I think you really need to speak to your OH about this as it's obviously playing on your mind a lot, going by this and your previous post about the family holiday. It's clear that you think the financial situation is unfair and your DP should be paying more, but he may never even have considered that you might be unhappy with the way things are. The best thing is to just be honest with him about how you feel.

It's very common nowadays for people to just pay into a joint account to cover the household expenses rather than combining all income in one account. It does seem silly to be owing each other half for things all the time, why not suggest increasing the amount you both put into the joint account so that it would cover shopping etc?

As for the holiday situation, I do think it's unfair to expect him to pay half. My DP has 2 children and while I'd be more than happy to split all household costs equally with him there's no way I could afford to pay half of a holiday abroad for the four of us, and to be honest I'd be quite upset and annoyed if he was looking at holidays he couldn't afford without me paying for more than my share. If he thought he was going to struggle to afford what we were looking at, then we'd have to change our plans to something more affordable for both of us.

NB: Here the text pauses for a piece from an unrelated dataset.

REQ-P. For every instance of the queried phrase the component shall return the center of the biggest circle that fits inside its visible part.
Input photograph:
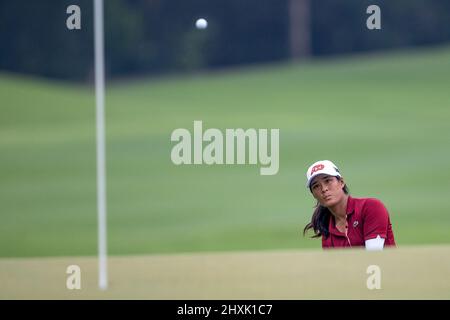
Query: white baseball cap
(321, 167)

It might help to try and look at it from the other side of the coin? He probably is paying extra in small ways you might not even have thought of, for instance your mortgage is probably higher because you needed a bigger property with an extra room, your shopping bill is higher because of the extra person in the household, your fuel costs may be higher etc etc. They are small things but they do add up, and if your DP is paying 50/50 on all that then to me he's already doing his bit.

Also in your last post, you mentioned that your OH also pays for the board for the pets while you're away, which is £300+...perhaps he does that in recognition of the fact your paying for your son?

I did want to ask you though, is it really the finances that are the issue or is it that you feel you're not a family unit due to the divisions? I only ask because it seems like the underlying issue might be that you feel hurt that your DP isn't treating your son as his own (by making you pay separately for him), and if that's the case then that's the thing you should focus on when you speak to him as he may understand your position more that way. I know I'd be more receptive if my OH spoke to me in that way than if I thought he was asking me to pay more so that he could pay less himself, or have more left over for something else (savings).

Whatever the case, I think you should definitely talk to him about it, you never know, he might even be up for paying half smile

Bibidy Fri 08-Sep-17 11:08:36

Ps. Just realised your haven't mentioned your DP's gender so sorry if she's female and I've referred to 'he'.

purplepigs Sat 09-Sep-17 11:57:33

Hi thank you for your post.
I don't expect them to pay for my child's holiday but I was saying as it is a family holiday and we have family holiday spending money should the holiday be paid for 50/50.

In terms of house
My partners already had a four bedroom house when we met and we then went on to buy a 4 bedroom house together so I don't think the extra bedroom and space needs to be accounted for.

The shopping yes I agree they paid half and don't make me pay anymore.

In regards to the £300 for the dogs, when we returned for holiday they told me that paying £300 for the dogs would have been a stretch so me being me offered £100 towards it which they took so I end up coughing up anyway - that's just the way I am.

I don't expect us to pay all our wages into the joint account straight away because I don't believe that would be fair. But I don't think it needs to be sorted cos it is playing on my mind a lot.

Their attitude seems to be a little different at the moment and it's bugging me.